See also section 6. Pharmacogenomics measure the way the liver breaks down medications. The systems controlling this are inherited, and mothers or infants can be normal, fast, ultrafast, or poor metabolizers for certain drugs. This study will attempt to improve future safety of cardiac drug treatments for both mother and fetus by evaluating the impact of PG.

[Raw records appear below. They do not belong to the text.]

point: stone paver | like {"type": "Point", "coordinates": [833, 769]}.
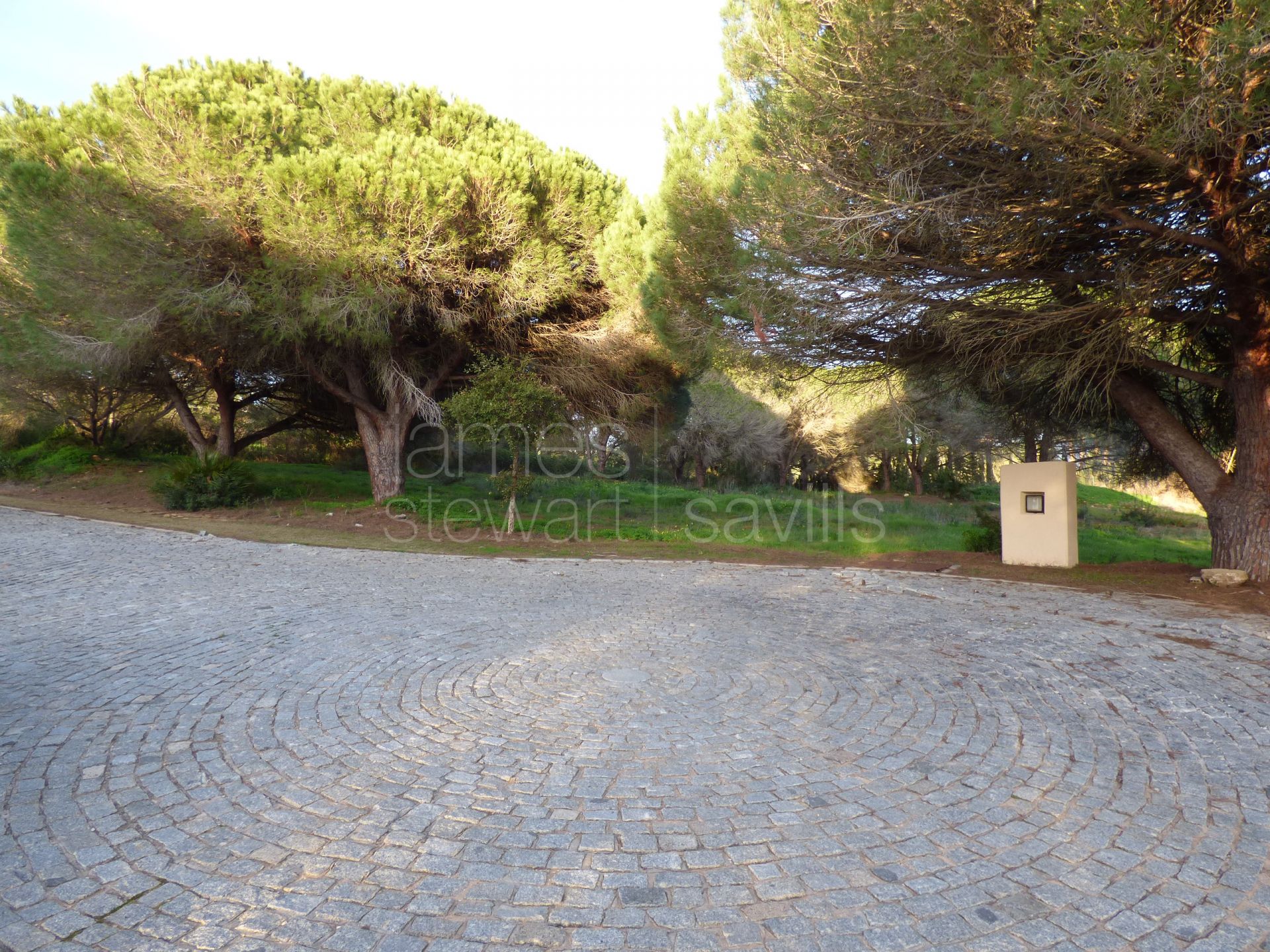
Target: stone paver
{"type": "Point", "coordinates": [208, 744]}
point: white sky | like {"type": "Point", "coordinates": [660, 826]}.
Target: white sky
{"type": "Point", "coordinates": [601, 77]}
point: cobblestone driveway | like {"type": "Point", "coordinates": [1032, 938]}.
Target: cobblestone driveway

6) Maternal medications and Fetal Tachycardia

Eligibility Criteria

• Age: 18 Years+
• Gender Eligibility Details: This study involves pregnant women and subsequently-born neonate(s) of either gender.
• Healthy Volunteers: No
• Age Groups: Adult (18-64), Older Adult (65+)
• Sampling Method: Non-Probability Sample

Study Population

Current pregnancy complicated by one of the five diagnostic categories (fetal major congenital heart disease, prior unexplained Stillbirth at/after 20 weeks gestation, fetal hydrops, fetal gastroschesis, or monochorionic twin pregnancy.

You may qualify if:

• Current pregnancy complicated by one of the five diagnostic categories
• prior unexplained Stillbirth at/after 20 weeks gestation
• fetal major congenital heart defect
• fetal hydrops
• fetal gastroschisis
• monochorionic twin pregnancy
• Subject must be 18 years of age or older
• Subject must be English speaking and must be able to read and sign the consent form in English
• Subject must be able to recline comfortably for 1-3 hours
• Subject must be willing to complete all three procedures (fMCG, fMCG, nECG) as per protocol, unless medically unable
• Subject must be willing to allow us to review her and her infants prenatal, deliver, and post-natal records to verify diagnosis, and clinical findings.

You may not qualify if:

• Severe claustrophobia not reduced by taking breaks, or by having the light on, or by having someone in the room with them.
• Active labor
• Acute illness
• Unable to recline comfortably with a pillow for more than 1-3 hours (assuming some breaks are provided)
• Weight over 450 lbs
• An electric stimulation device (TENS unit, pacemaker, or nerve stimulator) that could produce electric or magnetic noise.
• Note that the Tristan 624 Magnetometer does not pose a risk to the subject's device, (since fMCG does not produce any energy or magnetism), but stimulators themselves can cause interference for our recordings. Some devices may still qualify, and discussion with study nurse may be useful if subject has a pacemaker or similar device.
• The subject will have a single 2-3 hour fetal magnetocardiogram at approximately 20 and 27 weeks GA, and again, if medical condition allows, between 30 and 37 weeks GA, then her infant will have an ECG between 0 and 4 weeks of age. Subjects will be paid a nominal fee for their participation each time, as well as transportation reimbursement if \>25 miles. For subjects traveling a long distance, the ECG may be performed locally or at home.

Sponsors & Collaborators

• Medical College of Wisconsin: lead
• National Heart, Lung, and Blood Institute (NHLBI): collaborator
• University of Wisconsin, Madison: collaborator
• Tristan Technologies, Inc: collaborator
• Advancing a Healthier Wisconsin Endowment: collaborator

Study Sites (2)

University of Wisconsin - Madison

Madison, Wisconsin, 53715, United States

RECRUITING

Medical College of Wisconsin

Milwaukee, Wisconsin, 53226, United States

RECRUITING

Related Publications (10)

• Strasburger JF. Fetal magnetocardiography: Using quantum technologies to define fetal rhythm, conduction, and repolarization prior to birth. Am Heart J Plus. 2025 Sep 4;59:100593. doi: 10.1016/j.ahjo.2025.100593. eCollection 2025 Nov.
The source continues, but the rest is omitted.